On pourrait aussi envisager de revenir à ce que certains considèrent être l’essentiel, soit le marché intérieur. Constatant une manque d’ambition politique commune, les 27 se contenteraient d’approfondir le marché intérieur, où il reste de nombreux chantiers tels que le numérique, l’énergie, lever les obstacles à la vie des entreprises. Les autres politiques – moins consensuelles – seraient laissées pour des temps meilleurs, au risque de limiter notre capacité à aller de l’avant et de privilégier le business sur les citoyens.

Partant de là, d’autres proposeront certainement le « groupe des pionniers » : en l’absence de vision à 27, un groupe d’Etats plus ambitieux devraient pouvoir aller de l’avant et construire des solidarités plus fortes dans des domaines précis et concrets – défense, sécurité intérieure, fiscalité, social… Cette « Europe à deux vitesses », ou à géométrie variable, devrait garder la porte ouverte pour ceux qui voudraient rejoindre ces pionniers.

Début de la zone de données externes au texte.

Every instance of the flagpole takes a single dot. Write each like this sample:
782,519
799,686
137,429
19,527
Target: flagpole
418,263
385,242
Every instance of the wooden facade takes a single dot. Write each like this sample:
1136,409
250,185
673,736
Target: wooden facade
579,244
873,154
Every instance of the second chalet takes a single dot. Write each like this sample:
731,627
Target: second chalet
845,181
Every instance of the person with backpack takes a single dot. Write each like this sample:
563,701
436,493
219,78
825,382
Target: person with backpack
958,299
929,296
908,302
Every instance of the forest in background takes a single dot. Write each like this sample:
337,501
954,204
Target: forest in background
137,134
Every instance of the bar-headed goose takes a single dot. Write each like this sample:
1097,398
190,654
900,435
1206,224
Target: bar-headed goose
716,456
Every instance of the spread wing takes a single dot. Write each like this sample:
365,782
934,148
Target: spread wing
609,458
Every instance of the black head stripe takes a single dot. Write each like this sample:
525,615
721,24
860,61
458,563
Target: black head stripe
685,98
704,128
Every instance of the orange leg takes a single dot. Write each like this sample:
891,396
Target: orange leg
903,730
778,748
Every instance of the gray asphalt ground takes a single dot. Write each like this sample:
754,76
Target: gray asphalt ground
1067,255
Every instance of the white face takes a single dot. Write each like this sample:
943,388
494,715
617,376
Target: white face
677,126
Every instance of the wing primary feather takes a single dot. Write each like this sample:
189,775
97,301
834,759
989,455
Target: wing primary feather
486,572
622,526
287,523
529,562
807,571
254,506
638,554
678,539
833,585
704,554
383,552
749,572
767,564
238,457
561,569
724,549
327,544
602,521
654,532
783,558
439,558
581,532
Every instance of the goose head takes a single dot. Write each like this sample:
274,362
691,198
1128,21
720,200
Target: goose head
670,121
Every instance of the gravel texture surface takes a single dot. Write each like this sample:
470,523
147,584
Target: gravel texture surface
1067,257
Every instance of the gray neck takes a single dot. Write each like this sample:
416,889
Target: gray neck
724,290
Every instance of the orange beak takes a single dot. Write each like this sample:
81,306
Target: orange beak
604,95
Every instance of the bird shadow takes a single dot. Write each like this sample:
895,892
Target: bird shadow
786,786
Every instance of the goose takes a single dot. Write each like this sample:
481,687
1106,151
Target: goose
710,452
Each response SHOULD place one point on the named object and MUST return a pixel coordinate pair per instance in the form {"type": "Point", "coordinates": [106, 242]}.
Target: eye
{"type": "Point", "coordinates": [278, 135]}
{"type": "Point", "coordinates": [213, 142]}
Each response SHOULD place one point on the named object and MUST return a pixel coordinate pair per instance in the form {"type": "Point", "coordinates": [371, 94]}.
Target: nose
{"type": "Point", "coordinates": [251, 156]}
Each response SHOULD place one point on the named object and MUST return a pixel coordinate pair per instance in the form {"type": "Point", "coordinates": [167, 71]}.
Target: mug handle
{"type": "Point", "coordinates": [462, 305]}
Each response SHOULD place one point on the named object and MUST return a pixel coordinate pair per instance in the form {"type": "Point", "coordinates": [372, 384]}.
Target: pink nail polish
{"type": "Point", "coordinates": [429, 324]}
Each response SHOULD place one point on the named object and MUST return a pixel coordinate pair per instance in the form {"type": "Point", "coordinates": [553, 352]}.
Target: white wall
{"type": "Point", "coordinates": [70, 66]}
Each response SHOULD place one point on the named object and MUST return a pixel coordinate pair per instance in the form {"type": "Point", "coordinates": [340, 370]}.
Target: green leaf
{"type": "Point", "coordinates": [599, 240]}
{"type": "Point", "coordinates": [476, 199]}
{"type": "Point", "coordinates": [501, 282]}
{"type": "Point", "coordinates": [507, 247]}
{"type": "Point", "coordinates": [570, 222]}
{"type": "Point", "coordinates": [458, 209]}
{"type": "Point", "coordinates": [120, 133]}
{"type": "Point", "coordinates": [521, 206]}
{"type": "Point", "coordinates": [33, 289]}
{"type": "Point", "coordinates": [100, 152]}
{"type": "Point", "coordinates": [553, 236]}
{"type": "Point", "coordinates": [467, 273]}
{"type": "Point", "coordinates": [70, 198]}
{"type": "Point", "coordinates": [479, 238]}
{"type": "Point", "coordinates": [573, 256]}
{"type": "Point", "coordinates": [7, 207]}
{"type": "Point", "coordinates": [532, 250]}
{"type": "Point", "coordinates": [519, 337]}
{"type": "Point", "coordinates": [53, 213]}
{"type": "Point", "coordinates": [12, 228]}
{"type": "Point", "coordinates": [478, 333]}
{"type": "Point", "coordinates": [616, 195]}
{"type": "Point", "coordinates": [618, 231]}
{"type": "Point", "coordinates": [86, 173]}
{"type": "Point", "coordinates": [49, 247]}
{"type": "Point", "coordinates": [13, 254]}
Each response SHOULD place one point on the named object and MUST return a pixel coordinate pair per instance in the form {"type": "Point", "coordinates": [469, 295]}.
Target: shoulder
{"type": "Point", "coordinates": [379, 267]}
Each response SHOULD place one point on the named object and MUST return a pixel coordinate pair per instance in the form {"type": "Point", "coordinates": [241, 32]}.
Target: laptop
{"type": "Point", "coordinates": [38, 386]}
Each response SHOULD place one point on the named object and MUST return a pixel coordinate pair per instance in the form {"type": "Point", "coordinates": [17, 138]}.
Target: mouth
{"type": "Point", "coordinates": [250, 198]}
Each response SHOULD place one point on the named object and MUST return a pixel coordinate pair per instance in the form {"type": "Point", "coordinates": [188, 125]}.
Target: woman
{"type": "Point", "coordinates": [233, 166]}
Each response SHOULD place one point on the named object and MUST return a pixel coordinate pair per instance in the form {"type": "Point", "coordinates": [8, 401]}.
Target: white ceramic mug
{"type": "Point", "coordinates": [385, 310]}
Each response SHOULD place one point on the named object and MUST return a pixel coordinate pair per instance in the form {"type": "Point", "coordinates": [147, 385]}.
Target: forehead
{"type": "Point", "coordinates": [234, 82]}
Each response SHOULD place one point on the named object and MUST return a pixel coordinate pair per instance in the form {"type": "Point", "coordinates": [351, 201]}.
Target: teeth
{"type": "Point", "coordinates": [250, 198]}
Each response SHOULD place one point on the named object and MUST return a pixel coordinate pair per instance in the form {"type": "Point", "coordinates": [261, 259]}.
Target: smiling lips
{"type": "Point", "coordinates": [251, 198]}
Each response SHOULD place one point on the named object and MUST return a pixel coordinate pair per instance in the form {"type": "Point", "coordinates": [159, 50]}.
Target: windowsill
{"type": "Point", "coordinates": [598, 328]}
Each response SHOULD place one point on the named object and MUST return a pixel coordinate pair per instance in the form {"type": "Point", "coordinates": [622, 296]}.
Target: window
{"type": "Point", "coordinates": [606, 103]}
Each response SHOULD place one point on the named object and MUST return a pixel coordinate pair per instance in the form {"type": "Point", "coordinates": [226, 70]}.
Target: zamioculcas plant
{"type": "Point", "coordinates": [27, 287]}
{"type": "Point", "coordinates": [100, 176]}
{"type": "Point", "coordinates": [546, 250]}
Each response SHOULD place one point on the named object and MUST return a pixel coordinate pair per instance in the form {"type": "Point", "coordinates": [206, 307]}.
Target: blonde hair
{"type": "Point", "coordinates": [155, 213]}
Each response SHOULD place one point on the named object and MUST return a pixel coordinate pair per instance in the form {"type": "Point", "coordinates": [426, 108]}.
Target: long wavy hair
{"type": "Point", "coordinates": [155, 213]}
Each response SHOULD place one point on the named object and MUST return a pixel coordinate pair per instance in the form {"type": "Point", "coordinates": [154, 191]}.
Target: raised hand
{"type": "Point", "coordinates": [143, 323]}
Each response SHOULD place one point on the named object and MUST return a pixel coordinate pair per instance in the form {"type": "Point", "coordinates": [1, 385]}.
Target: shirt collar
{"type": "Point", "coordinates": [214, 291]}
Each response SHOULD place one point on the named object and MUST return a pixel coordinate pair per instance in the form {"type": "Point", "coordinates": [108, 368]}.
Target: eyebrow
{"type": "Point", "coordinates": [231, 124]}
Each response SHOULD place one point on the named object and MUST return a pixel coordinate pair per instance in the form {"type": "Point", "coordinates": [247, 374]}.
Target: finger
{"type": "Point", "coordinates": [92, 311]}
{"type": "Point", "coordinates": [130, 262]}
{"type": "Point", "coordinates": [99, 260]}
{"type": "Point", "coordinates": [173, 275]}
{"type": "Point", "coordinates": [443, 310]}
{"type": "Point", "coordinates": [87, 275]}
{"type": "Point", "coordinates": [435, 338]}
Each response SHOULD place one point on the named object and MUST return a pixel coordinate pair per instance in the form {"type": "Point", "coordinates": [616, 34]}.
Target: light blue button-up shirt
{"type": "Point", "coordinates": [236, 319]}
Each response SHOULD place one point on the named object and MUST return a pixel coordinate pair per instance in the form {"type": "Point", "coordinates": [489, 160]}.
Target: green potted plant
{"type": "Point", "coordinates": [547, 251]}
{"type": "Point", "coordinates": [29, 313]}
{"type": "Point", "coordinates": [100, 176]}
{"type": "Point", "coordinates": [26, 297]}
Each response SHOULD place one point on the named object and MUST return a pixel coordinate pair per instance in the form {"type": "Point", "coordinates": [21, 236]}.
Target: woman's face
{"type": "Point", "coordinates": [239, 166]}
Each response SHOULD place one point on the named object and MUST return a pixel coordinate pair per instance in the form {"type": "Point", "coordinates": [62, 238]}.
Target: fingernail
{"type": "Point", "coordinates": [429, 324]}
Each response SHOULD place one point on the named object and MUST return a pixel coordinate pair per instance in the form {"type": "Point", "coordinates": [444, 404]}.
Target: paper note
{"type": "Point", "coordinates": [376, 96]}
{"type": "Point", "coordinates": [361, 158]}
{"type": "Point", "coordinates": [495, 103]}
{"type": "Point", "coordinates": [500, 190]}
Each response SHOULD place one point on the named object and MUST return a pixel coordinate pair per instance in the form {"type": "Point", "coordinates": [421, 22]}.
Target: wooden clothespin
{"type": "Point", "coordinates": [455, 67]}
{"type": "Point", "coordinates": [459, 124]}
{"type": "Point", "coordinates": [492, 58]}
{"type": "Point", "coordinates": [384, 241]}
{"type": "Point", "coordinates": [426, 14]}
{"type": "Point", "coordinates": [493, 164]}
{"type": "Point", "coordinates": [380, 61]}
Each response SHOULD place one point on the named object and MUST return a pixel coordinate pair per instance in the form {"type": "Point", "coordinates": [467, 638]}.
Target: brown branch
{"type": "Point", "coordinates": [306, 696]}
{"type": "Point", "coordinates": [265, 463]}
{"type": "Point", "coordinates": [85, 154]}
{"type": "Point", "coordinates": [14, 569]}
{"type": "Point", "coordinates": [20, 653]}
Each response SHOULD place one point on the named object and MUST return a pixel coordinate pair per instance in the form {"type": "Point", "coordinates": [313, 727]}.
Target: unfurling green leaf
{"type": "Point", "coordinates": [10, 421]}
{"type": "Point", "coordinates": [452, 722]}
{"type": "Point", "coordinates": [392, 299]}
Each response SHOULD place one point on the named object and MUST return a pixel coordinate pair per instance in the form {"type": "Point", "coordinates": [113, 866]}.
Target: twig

Schengen et l’euro se sont bâtis ainsi. La coopération renforcée en est la base dans nos traités. Inconvénient : les droits des citoyens européens ne sont plus tout à fait égaux.

Une quatrième voie existe, celle de la défaisance – et je la combats : décider de faire moins pour se concentrer sur quelques politiques clés, et rendre les autres compétences, telles que le social, la politique régionale ou l’environnement aux Etats, considérant que la valeur ajoutée européenne est moindre que l’action des Etats seuls. J’ai la conviction que nous passerions ainsi à côté de nos responsabilités historiques face aux menaces qui pèsent sur notre continent.

Enfin, il y a la voie du saut politique collectif : les 27 prennent conscience des défis communs et décident d’avancer ensemble – profondément et résolument – dans les domaines clés pour leur futur et pour la vie des citoyens. On se doute qu’elle a ma préférence : c’est celle que je m’efforce de faire progresser par mon action et mes convictions. Mais je suis conscient qu’il faut accroître sa capacité à entraîner nos peuples qui doutent.

La campagne présidentielle française est une parfaite occasion de débattre de ces cinq voies.

Ces cinq chemins s’offrent à nous à ce carrefour de notre histoire. Ils ne se valent pas. Mais ils posent des questions fondamentales en termes politiques et économiques. Il faut en débattre.

La campagne présidentielle française en est une parfaite occasion. Chaque candidat se prononce pour ou contre l’Europe, chacun a un programme différent, proposant tantôt la mort de l’Union européenne, tantôt sa réorientation économique, ou le retour de certaines compétences vers les Etats. On reconnaîtra ces cinq chemins dans les programmes des uns et des autres.

Lequel voulez-vous prendre ? C’est à vous de décider. C’est aux candidats, mais aussi à chacun d’entre nous, de vous convaincre par le débat, l’argumentation et la preuve.